SEZs in Gujarat register robust growth in 2016-17

Posted by Daily Shipping Times on 22-03-2017        Tweet

AHMEDABAD: Terming the Special Economic Zones (SEZ) in Gujarat ‘highly successful’ projects, top officials said that more than 40 per cent of the SEZs in the State have reported robust growth, while approval for five new SEZs are in the pipeline.

Sector-specific SEZ by Zydus Cadila has achieved the highest growth of 41.11 per cent in terms of value of exports, followed by GIDC Apparel Park and Dahej SEZ, with 34.3 per cent and 29.8 per cent respectively. Total exports made from SEZs in the State during 2016-17 have reported marginal decline of 0.45 per cent from Rs.1,26,086 crore as on February 2016 to Rs.1,25,521 crore as on February 2017.

Bucking the trend

The five new SEZs at the various stages of approval include GIDC’s IT SEZ in Gandhinagar, HBS Pharma SEZ near Panoli in South Gujarat and three in Kutch — one by Kandla Port Trust, while two by IL&FS, including one Free Trade and Warehousing Zone.

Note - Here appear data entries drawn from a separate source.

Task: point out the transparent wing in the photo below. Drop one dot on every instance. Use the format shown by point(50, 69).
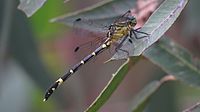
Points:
point(131, 48)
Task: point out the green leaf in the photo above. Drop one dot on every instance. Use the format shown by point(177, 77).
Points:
point(101, 14)
point(143, 97)
point(29, 7)
point(111, 86)
point(175, 61)
point(158, 23)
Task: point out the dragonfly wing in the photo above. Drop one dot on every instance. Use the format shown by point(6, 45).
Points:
point(132, 48)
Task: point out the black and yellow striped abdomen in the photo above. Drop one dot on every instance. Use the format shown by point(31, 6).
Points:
point(57, 83)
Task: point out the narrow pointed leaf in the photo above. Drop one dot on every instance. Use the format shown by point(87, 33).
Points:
point(29, 7)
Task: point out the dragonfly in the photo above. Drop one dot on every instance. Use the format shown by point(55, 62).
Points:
point(120, 30)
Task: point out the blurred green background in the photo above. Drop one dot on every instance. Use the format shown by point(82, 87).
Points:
point(35, 52)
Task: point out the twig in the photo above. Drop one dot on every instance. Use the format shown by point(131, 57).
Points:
point(6, 27)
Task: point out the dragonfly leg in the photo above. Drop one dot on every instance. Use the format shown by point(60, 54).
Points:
point(133, 32)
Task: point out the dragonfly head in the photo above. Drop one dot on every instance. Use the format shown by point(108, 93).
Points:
point(131, 21)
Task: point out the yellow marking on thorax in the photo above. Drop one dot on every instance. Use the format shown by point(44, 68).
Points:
point(119, 33)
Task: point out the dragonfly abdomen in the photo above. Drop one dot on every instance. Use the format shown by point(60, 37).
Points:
point(57, 83)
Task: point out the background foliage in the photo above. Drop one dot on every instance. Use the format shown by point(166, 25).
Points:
point(35, 52)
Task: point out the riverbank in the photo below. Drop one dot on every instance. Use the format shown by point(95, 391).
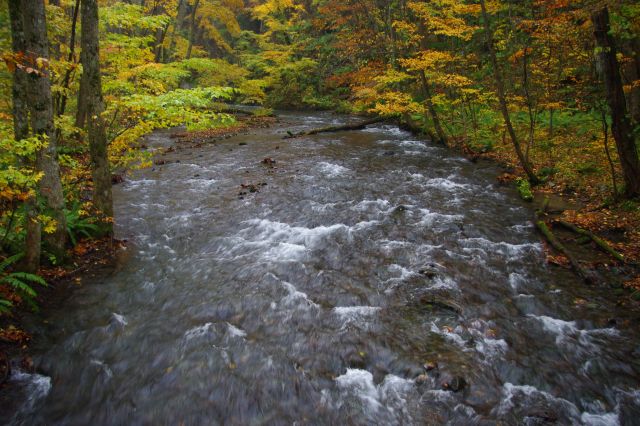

“The SEZs in Gujarat have bucked the national trend. Out of the total 19 operational SEZs in the State, about 11 have shown growth, while 7-8 of them are growing at a robust pace. We expect the total exports from Gujarat SEZs to surpass Rs.1.35 lakh crore in 2016-17,” said Upendra Vasishth, Zonal Development Commissioner, Gujarat.

Vasishth further added that exports from the Country’s oldest SEZ, Kandla SEZ (KASEZ), have increased from Rs.1,000 crore in 2005-06 to Rs.4,227 crore in 2015-16. “We expect the exports to touch Rs.5,000 crore from KASEZ this year,” he added.

The growth will be faster in GIFT-IFSC and Dahen SEZ, where ONGC’s OPAL facility has become operational.

Gujarat has 10 per cent of functional SEZs of the Country’s 180 SEZs, while they hold nearly 30 per cent share in the total exports of Rs. 5 lakh crore from the total SEZs in India.

Multi-services SEZ

Vasishth maintained that the GIFT-IFSC, a multi-services SEZ, has reported exports of Rs.265 crore as on February 2017, which is likely to cross Rs.300 crore by the end of the fiscal, thereby registering a sharp growth over last year’s exports of Rs. 94 crore from GIFT SEZ.

“There will be big push for the GIFT SEZ, which is having an international exchange and IFSC banking units of leading banks. About 56 letters of allotment will be given to the broker members at the International Exchange,” he stated adding that the brokers and banks at the GIFT IFSC can grow faster with more lucrative regulations. “Currently, they are allowed to transact only with the institutions; individuals are not allowed. Some more things are lined up to make this a robust SEZ,” he added.